Wilander: Alcaraz sceglie la libertà creativa, anche se perde più partite

11 May 2026 Pubblicato | Tradotto dallo spagnolo

L'ex numero uno Mats Wilander ha analizzato lo stile di Carlos Alcaraz, suggerendo che il murciano dia priorità all'espressione creativa rispetto ai risultati immediati. Secondo lo svedese, questa filosofia implica accettare sconfitte premature nei tornei come parte del processo. Una visione che contrasta con il tennis meccanizzato dell'era attuale.

Carlos Alcaraz in campo, racchetta alzata, con gesto creativo e libero, mentre ombre di trofei caduti giacciono dietro di lui, simboleggiando sconfitte accettate.

Il paradosso tecnico: controllo versus improvvisazione 🎾

Dal punto di vista biomeccanico, il gioco di Alcaraz sfida schemi consolidati. La sua capacità di generare colpi vincenti da posizioni difensive richiede un'attivazione muscolare rapida e un'ampia gamma articolare. Tuttavia, questa libertà tecnica ha dei costi: maggiore margine di errore nei colpi rischiosi, minore costanza negli scambi lunghi e un'esigenza fisica che può portare a infortuni. I dati di Hawk-Eye mostrano che i suoi punti vincenti sono alti, ma lo sono anche i suoi errori non forzati nei momenti chiave.

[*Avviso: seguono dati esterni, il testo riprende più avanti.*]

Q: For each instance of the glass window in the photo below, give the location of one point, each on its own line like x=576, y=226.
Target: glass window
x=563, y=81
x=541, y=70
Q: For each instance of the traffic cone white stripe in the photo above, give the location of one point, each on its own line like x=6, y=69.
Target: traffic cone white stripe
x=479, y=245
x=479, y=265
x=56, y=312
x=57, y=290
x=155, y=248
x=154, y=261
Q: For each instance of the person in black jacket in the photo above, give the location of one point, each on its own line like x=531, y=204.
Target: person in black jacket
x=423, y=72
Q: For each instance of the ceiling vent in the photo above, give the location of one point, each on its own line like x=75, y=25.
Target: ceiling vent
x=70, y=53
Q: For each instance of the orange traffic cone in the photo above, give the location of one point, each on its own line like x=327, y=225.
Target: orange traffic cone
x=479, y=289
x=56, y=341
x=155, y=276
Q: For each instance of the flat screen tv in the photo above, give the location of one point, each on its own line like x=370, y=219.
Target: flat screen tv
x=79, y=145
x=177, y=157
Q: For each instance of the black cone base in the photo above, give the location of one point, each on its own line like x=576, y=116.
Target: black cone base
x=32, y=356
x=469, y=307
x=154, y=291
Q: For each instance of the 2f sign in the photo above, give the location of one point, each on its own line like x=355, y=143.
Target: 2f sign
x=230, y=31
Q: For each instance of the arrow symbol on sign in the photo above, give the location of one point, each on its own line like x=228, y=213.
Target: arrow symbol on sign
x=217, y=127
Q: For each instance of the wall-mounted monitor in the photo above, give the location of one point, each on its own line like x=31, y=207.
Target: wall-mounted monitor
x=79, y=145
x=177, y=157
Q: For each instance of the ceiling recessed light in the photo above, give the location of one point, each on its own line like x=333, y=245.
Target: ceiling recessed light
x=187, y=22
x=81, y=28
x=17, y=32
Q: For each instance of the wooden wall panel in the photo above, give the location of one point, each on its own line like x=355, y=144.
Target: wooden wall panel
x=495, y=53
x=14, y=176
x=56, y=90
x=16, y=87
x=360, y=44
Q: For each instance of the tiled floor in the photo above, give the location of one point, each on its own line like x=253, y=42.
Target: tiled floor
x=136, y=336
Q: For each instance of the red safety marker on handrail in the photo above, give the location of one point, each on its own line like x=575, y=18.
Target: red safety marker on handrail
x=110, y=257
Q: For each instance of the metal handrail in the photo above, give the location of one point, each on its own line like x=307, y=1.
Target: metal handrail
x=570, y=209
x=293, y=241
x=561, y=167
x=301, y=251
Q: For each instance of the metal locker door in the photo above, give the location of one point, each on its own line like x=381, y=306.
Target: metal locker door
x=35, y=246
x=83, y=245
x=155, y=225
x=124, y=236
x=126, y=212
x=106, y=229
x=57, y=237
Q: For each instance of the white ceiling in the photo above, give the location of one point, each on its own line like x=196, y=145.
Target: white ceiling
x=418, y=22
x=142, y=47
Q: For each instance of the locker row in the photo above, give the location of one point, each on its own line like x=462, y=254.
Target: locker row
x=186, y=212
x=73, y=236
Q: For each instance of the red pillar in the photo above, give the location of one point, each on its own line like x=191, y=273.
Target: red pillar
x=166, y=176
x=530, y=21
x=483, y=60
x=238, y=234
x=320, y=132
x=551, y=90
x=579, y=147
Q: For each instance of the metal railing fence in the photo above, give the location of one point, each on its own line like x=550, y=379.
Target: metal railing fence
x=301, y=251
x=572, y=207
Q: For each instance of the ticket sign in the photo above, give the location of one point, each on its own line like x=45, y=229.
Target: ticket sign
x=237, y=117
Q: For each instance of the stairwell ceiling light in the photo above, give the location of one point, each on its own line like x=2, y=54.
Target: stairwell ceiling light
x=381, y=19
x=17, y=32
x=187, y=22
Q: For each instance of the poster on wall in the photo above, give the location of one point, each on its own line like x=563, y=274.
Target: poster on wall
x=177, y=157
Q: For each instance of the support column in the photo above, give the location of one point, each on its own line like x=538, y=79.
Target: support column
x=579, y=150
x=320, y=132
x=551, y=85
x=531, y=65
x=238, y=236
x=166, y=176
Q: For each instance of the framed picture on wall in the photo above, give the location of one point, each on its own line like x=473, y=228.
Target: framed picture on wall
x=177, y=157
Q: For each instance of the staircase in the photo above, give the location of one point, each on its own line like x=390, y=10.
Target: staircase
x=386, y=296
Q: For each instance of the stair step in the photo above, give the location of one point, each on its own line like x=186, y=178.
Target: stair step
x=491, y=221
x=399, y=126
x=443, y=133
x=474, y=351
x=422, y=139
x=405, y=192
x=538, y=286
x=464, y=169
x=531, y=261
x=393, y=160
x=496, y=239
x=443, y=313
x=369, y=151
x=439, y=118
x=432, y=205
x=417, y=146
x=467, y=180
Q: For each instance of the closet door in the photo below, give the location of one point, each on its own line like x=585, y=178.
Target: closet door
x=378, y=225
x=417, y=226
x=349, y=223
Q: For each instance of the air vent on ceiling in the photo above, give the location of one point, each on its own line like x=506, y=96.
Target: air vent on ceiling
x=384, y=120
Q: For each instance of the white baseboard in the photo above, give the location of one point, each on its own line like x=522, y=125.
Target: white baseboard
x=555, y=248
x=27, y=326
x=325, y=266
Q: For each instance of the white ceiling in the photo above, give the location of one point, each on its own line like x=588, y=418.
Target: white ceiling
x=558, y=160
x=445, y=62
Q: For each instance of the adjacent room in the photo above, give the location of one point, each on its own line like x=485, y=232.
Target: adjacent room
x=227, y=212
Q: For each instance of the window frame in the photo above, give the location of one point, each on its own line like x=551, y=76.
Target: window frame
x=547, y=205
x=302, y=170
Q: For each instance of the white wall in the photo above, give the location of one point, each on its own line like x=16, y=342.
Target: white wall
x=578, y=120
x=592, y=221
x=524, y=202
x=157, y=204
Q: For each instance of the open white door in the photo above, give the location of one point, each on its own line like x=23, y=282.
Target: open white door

L'arte di perdere con stile (e qualche racchetta rotta) 🤷

Wilander suggerisce che Alcaraz preferisca essere un artista del tennis piuttosto che un robot vincente. Cioè, il ragazzo vuole deliziare il pubblico con palle corte impossibili anche se poi perde contro un giocatore che mette solo palle piatte. Come il pittore che preferisce un quadro astratto a un ritratto realistico, anche se l'astratto finisce nella spazzatura. Almeno, le sconfitte di Carlos hanno una stampa migliore delle vittorie noiose.